A question in e-mail:
I’d be curious to find out what the rate of rejection to acceptance is among your professional writers. Would it be different for you from your commercial work, or the same?
This is actually two questions: What is the rejection rate among professional writers, and how does the rejection rate for my commercial work (by which I assume is meant the work I do for corporations) compare with my rejection rate otherwise.
As to what the rejection rate is for a pro writer, I think it really depends on the writer, and the circumstances. Some writers bang out a very large number of stories (if they’re writing fiction) or queries (if they’re writing non-fiction) and start sending these out to a very large list of editors. These people get rejected a lot — and they expect to, which is why they send out such a high volume of stories/queries. But if they’re good, something is likely to stick, and then they’ve got a gig. Other writers may choose to be more selective and send out fewer stories/queries and thus have relatively fewer rejections than that other fellow above, yet still overall get the same amount of work. As for me, I almost never get work rejected, but that’s because I almost never look for work, I let work find me instead. But I probably don’t work more or less than the other two writers above, either, presuming we’re all of equal competence when it comes to writing.

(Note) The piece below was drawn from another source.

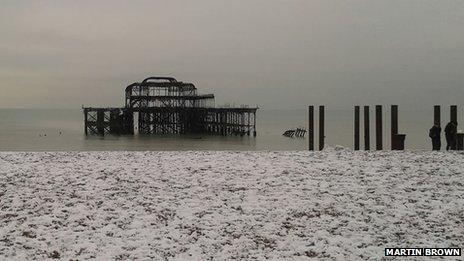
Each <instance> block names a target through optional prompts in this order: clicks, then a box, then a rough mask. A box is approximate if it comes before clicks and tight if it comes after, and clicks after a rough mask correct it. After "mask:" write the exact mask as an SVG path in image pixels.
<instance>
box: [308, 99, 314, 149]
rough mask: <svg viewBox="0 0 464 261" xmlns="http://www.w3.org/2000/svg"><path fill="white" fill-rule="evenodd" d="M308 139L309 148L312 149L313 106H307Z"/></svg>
mask: <svg viewBox="0 0 464 261" xmlns="http://www.w3.org/2000/svg"><path fill="white" fill-rule="evenodd" d="M308 113H309V115H308V121H309V122H308V141H309V150H314V106H309V107H308Z"/></svg>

(This, incidentally, answers the second question: I get my commercial work by clients coming to me, so my rejection rate is really low. My corporate rejection rate is in line with my “creative” rejection rate, but that’s because I’m weird and don’t send out my work all that much. If I did things non-weirdly, my “creative” rejection rate would be quite a bit higher.)
I mention this to make a point that from a professional point of view, rejection rates don’t matter; what matters is if you’re finding the amount of work that suits your interest in (and capability for) writing. If you’re getting rejected 50% of the time but the 50% of stuff that gets accepted keeps you busy, great. If you’re getting rejected 90% of the time but the 10% that gets accepted keeps you busy, great. How much you get rejected doesn’t matter. Nobody other than you is keeping score that way. What score is being kept (and there’s not much of it) is kept by how much you’re published, and whether what you’re publishing is good.
Let me get back to me for a minute. I don’t get rejected much today, but that’s only because I don’t query or send out work much. If I were to send out queries or stories like normal, sane writers, my rejection statistics would be, I expect, fairly high. I say this with some authority because when I was pitching stories and queries, my rejection rate was fairly high. I used to freelance for the Chicago Sun-Times; I wrote music features for that paper my senior year of college. Every week I’d get a copy of the Chicago Reader and find out which bands were coming to town, and then I’d call up the features editor and just walk down the list of bands. Some of them she had no interest in; some of them their on-staff guy was already dealing with. I would pitch nine stories (or so) for every one that she took, and I made enough money from the gig to pay my rent and at least some of my tuition bill my senior year.
This told me two things: One, a high rejection rate doesn’t matter as long as you’re getting the work you need; two, spending any amount of time worrying about rejection is foolish. When my editor didn’t want a story, I moved along to the next story idea. It was good training, both in dealing with the ego issues (i.e., rejection isn’t personal failure, it’s just rejection) and understanding that the writing business is actually a business, and one of the best ways to deal with it is as a business.
Now, I think writers do well to minimize their rejection rate when possible, and this is achieved through the usual tricks and tips of knowing one’s markets and creating stories/queries that are actually interesting to an editor. Also, of course, if you’re just spamming editors with hundreds of story ideas in the hope they’ll pick one, if only to get you to stop bugging them, you’re going to get yourself blacklisted from a market. Use your brains, people, that’s what brains are there for. If you’re sending out stories and queries in an intelligent fashion, you’ll likely be fine.
So in short: How much pro writers get rejected isn’t really relevant. What’s relevant is the work. Readers don’t see the rejection, they see the work. Focus on the work, not on the rejection.